The sales pitch promises that upon consummating a stake deal, TWC will continue managing and generating its scripted and unscripted content output. That will be part of the company profile going forward, along with a film business that will generate six to eight titles each year, and a multi-platform slate from RADiUS, a division that was successful under Tom Quinn and Jason Janego, but which has been quiet since they exited.
What’s in the 52-page prospectus? Here are some of the highlights, which include ambitious projections for future growth based on a slew of development projects with big names attached. According to the prospectus, the consolidated EBITDA in 2015 was $31.6 million on an overhead of $11.9 million; the estimated EBITDA in 2016 will be $50.6 million on $13.9 million overhead; and the projected EBITDA for 2017 is $75.2 million on $14.7 million overhead, and $94.5 million on 16 million overhead in 2018.
The company claimed that “given its highly favorable network deals, Weinstein TV is able to arrange a high degree of direct production funding and/or guaranteed license payments on each of its productions…this reduces the cash needs associated with the continued scaling of Weinstein TV’s production operations and significantly reduces the deficit risk associated with the business model.”
The company said the 2016 revenues of its scripted and unscripted TV business amounted to $205 million of inventory that was sold, with another $17.7 million pending.

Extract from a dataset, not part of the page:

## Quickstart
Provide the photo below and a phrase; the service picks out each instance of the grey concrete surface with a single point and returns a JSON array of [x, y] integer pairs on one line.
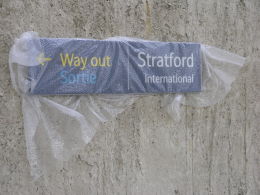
[[213, 150]]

According to the prospectus, 92% of 2016 revenue is contractually committed on productions that include Scream, Marco Polo, Project Runway and War And Peace, with the two biggest productions, Scream and Marco Polo, “nearly 100% sold.”
Other series that factored into the revenue stream include Crouching Tiger Hidden Dragon: Sword of Destiny, Julian Fellowes Presents Doctor Thorne, the new History Channel Navy SEAL miniseries Six for History Channel, the Italian series Gomorrah, the Baltasar Kormakur Icelandic TV series Trapped, and the BBC TV drama The Eichmann Show.
Upcoming series listed on the slate include an adaption of the Nick Stone spy series authored by Andy McNab, with the Equalizer team of scribe Richard Wenk and director Antoine Fuqua attached; Bennett Miller attached to direct a Genghis Khan project, based on the book Mongol Queens; the Dowdle Brothers attached to Waco, about the 51-day standoff between the FBI/ATF and cult leader David Koresh; an adaption of the Mario Puzo novel Omerta; Brett Ratner attached to direct Liquid Smoke, based on cigarette pioneer Don Aronow; Glee’s Matthew Morrison and Jason Momoa circling an 1820s Hawaii-set tale called Thy Kingdom Come; and Doctor Strange helmer Scott Derrickson attached to direct an adaptation of the Stephen King novel The Breathing Method.
The unscripted series library is anchored by Project Runway and two spinoff series, with four more in the works. Among the development series listed are Karaoke Kings with Arsenio Hall as host. There are also a plan to generate animated TV series including Spy Kids: Mission Critical, Little Astro Boy and Superbuilders, and plans to expand TV-series spinoffs into live events that already include the CFDA Fashion Awards and World Dance Awards, the latter a primetime dance show that will be produced by Dick Clark Productions.